New York: US consumer prices continued to climb strongly in May, surging 5 per cent from a year ago to reach the highest annual inflation rate in nearly 13 years, Wall Street Journal reported.
The Labor Department said May's increase in consumer inflation was the largest since August 2008. The jump followed a 4.2 per cent rise for the year ended in April, WSJ said.
The core price index, which excludes the often-volatile categories of food and energy, rose 3.8 per cent in May from a year before-the largest increase for that reading since June 1992.
Prices for used cars and trucks leapt 7.3 per cent from the previous month, driving one-third of the rise in the overall index. The indexes for furniture, airline fares, and apparel also rose sharply in May, the report said.
On a month-to-month basis, overall prices rose a seasonally adjusted 0.6 per cent and core prices rose 0.7 per cent.
The annual inflation measurements are being boosted by comparisons with figures from last year during Covid-19 lockdowns, when prices plummeted because of collapsing demand for many goods and services. This so called base effect is expected to push up inflation readings significantly in May and June, dwindling into the fall, WSJ said.

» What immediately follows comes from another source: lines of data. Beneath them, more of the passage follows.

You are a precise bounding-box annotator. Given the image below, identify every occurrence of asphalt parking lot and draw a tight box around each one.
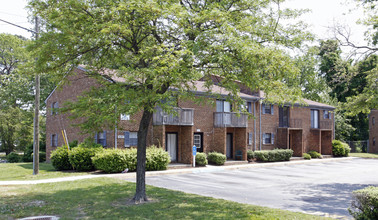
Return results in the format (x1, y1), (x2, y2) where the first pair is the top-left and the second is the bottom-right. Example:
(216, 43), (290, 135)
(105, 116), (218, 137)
(124, 159), (378, 218)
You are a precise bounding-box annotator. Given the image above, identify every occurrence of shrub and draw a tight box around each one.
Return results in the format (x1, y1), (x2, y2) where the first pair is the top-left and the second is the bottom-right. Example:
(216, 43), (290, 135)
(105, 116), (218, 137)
(196, 152), (207, 166)
(308, 150), (323, 158)
(146, 145), (171, 171)
(302, 153), (312, 160)
(68, 147), (103, 171)
(51, 146), (72, 170)
(254, 149), (293, 162)
(332, 140), (350, 157)
(92, 148), (137, 173)
(348, 186), (378, 219)
(207, 152), (227, 165)
(7, 152), (21, 163)
(247, 150), (255, 160)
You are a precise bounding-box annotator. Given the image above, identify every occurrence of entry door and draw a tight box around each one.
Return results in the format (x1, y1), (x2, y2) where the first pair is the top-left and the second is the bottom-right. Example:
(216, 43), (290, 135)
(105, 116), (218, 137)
(226, 134), (232, 158)
(166, 133), (177, 162)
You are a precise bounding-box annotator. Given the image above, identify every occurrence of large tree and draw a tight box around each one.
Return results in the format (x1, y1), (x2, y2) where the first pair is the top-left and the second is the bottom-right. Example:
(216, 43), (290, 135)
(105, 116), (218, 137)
(30, 0), (311, 202)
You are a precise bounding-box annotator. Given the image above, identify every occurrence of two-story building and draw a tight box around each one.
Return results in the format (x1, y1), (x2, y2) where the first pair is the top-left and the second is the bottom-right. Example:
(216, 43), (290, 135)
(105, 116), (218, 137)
(368, 109), (378, 153)
(46, 67), (334, 163)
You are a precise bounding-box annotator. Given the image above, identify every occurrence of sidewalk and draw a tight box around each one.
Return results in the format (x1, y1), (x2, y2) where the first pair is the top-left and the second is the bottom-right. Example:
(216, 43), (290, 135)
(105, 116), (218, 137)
(0, 157), (357, 186)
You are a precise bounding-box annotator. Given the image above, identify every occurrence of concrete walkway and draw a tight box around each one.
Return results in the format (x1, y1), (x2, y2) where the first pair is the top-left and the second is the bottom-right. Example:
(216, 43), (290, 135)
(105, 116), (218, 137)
(0, 157), (356, 186)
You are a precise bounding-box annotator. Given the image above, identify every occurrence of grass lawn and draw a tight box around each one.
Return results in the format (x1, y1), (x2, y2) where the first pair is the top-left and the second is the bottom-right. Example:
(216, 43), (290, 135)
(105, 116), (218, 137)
(0, 163), (88, 181)
(349, 153), (378, 158)
(0, 178), (323, 219)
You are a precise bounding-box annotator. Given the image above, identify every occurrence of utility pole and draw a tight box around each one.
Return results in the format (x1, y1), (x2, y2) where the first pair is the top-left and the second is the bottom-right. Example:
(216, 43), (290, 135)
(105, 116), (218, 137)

US stock benchmarks were rising toward record highs Thursday morning, despite evidence of mounting inflation pressures in America, accelerating at their fastest pace in years, MarketWatch reported.
The climb in stocks and fairly muted response in the bond market to consumer prices implies that investors are harboring the belief that pricing pressures won't be sustained, it added.

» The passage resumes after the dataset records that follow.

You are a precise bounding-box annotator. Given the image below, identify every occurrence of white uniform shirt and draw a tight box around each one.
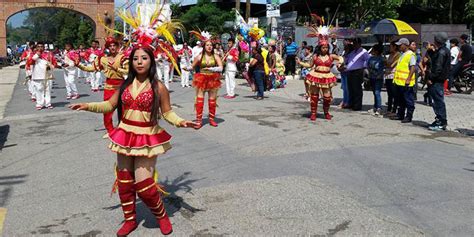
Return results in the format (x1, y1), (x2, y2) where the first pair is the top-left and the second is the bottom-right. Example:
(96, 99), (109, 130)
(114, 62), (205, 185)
(192, 46), (202, 61)
(64, 50), (76, 73)
(31, 54), (48, 80)
(225, 55), (238, 72)
(451, 46), (459, 65)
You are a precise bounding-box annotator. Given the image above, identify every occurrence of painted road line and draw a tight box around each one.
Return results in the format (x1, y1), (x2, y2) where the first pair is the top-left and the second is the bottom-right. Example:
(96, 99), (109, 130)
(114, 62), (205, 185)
(0, 207), (7, 236)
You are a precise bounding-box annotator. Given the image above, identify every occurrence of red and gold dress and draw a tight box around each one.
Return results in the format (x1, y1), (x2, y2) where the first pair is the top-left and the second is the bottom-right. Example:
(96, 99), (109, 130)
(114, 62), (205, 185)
(193, 55), (221, 91)
(306, 55), (337, 88)
(77, 54), (128, 133)
(88, 81), (184, 158)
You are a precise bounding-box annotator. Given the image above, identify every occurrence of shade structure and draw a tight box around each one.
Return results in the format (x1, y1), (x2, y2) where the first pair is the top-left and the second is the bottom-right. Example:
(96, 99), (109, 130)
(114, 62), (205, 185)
(365, 19), (418, 35)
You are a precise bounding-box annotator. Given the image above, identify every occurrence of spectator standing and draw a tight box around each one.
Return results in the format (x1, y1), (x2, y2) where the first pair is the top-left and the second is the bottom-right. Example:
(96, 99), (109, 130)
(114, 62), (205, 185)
(392, 38), (416, 123)
(297, 47), (313, 100)
(420, 42), (435, 106)
(385, 41), (401, 117)
(367, 44), (385, 116)
(285, 37), (298, 77)
(448, 34), (472, 92)
(250, 46), (265, 100)
(340, 39), (354, 109)
(427, 32), (451, 131)
(444, 38), (460, 95)
(345, 38), (370, 111)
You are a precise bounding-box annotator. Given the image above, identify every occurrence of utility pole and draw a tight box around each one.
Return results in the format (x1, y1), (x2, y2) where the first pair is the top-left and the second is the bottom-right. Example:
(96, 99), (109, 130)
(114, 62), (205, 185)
(235, 0), (240, 14)
(245, 0), (251, 22)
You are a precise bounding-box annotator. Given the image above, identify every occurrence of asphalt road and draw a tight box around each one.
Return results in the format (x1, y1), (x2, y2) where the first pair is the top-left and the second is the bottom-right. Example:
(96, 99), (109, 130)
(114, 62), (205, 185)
(0, 71), (474, 236)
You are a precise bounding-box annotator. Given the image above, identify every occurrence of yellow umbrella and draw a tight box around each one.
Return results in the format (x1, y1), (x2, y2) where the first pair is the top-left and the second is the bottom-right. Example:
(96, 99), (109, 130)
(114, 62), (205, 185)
(366, 19), (418, 35)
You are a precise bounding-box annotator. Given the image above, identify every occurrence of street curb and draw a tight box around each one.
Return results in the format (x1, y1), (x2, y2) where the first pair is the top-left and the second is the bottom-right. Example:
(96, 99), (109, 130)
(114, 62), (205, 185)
(0, 66), (21, 120)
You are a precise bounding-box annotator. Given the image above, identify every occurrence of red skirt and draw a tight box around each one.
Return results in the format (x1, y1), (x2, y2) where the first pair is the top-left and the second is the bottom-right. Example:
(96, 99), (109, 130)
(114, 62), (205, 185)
(193, 73), (221, 91)
(109, 128), (171, 148)
(306, 72), (337, 88)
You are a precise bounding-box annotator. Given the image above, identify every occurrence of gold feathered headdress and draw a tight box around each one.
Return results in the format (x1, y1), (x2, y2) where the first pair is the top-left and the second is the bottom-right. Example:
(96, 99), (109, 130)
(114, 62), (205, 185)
(99, 0), (184, 72)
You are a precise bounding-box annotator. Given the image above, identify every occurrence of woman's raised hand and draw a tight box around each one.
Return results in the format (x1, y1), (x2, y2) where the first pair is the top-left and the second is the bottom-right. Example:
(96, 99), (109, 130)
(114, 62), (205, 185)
(68, 103), (89, 110)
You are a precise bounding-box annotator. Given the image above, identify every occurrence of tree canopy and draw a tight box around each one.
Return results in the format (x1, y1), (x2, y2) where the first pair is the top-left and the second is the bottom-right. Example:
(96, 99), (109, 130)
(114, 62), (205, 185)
(179, 0), (235, 34)
(7, 8), (94, 46)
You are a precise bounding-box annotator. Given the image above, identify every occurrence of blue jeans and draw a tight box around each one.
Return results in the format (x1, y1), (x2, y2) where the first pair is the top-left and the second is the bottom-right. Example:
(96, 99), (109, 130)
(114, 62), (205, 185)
(253, 70), (265, 97)
(385, 79), (398, 113)
(341, 73), (350, 105)
(428, 83), (448, 125)
(394, 85), (415, 119)
(269, 72), (276, 90)
(370, 78), (383, 110)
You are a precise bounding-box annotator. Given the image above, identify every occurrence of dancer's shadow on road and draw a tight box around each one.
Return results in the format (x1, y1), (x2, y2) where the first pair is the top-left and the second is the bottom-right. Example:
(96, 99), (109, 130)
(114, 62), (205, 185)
(0, 174), (28, 207)
(51, 102), (70, 108)
(137, 172), (204, 228)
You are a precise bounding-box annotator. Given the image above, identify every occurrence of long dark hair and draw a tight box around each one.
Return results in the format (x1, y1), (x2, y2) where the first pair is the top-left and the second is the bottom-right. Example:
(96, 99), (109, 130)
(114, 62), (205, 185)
(117, 47), (160, 122)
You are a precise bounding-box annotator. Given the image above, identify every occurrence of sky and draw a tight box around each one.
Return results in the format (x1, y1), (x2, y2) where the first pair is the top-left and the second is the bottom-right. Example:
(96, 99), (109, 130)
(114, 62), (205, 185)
(7, 0), (288, 27)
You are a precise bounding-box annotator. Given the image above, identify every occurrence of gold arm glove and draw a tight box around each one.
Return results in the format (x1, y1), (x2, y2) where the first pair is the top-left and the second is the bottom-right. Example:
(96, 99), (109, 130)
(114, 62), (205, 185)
(163, 110), (185, 127)
(338, 56), (344, 64)
(118, 60), (128, 76)
(300, 62), (311, 68)
(87, 101), (115, 114)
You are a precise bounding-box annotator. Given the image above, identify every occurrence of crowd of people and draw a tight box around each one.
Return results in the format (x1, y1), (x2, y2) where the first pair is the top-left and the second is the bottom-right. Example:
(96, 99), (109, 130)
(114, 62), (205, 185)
(12, 2), (472, 236)
(21, 31), (472, 131)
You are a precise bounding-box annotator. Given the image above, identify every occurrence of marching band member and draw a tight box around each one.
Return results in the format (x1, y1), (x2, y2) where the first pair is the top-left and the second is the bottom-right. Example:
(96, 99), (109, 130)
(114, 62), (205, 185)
(77, 44), (91, 80)
(27, 42), (57, 110)
(20, 42), (36, 102)
(178, 42), (193, 88)
(62, 43), (79, 100)
(82, 40), (104, 92)
(76, 37), (128, 133)
(224, 39), (239, 99)
(69, 4), (188, 236)
(190, 31), (223, 129)
(296, 17), (344, 121)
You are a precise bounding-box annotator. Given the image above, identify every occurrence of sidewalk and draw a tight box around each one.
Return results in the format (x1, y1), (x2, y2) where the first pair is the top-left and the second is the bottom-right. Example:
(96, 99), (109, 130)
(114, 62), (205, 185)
(262, 80), (474, 136)
(0, 66), (20, 119)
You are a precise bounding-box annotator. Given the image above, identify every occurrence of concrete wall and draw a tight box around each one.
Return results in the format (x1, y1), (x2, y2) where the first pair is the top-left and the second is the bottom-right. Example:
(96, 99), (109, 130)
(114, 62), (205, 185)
(0, 0), (115, 57)
(421, 24), (469, 42)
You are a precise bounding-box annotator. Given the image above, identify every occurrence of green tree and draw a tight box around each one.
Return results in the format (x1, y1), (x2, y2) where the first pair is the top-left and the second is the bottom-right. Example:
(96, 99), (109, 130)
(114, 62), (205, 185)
(180, 0), (234, 34)
(464, 0), (474, 25)
(23, 8), (94, 46)
(170, 3), (183, 19)
(75, 20), (94, 46)
(341, 0), (403, 28)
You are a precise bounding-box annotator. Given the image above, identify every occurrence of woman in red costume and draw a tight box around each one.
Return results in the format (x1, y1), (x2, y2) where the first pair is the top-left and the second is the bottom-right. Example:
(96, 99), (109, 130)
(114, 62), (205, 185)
(70, 46), (196, 236)
(190, 31), (223, 129)
(297, 27), (344, 121)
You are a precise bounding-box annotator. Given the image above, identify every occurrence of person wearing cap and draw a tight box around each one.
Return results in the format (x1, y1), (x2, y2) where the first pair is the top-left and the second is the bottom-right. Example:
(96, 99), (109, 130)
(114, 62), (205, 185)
(76, 37), (128, 134)
(448, 34), (472, 91)
(392, 38), (416, 123)
(427, 32), (451, 131)
(285, 37), (298, 77)
(341, 38), (370, 111)
(61, 43), (79, 100)
(84, 40), (104, 92)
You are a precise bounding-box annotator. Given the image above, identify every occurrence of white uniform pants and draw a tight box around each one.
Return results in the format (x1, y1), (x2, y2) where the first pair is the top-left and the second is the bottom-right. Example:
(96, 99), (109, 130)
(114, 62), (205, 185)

US stocks were record bound on Thursday, shaking off a report that showed that cost of living surged in May, driving the pace of inflation to a 13 year high of 5 per cent, as the economy fully reopens from the Covid pandemic.
MarketWatch reported that still investors appeared to take heart in inflation being a short-lived phenomenon, with the current reports on price increases, highlighting so-called base effects, when weaker months of inflation were phased out from yearly measures as time passed, leading to mechanically higher price levels.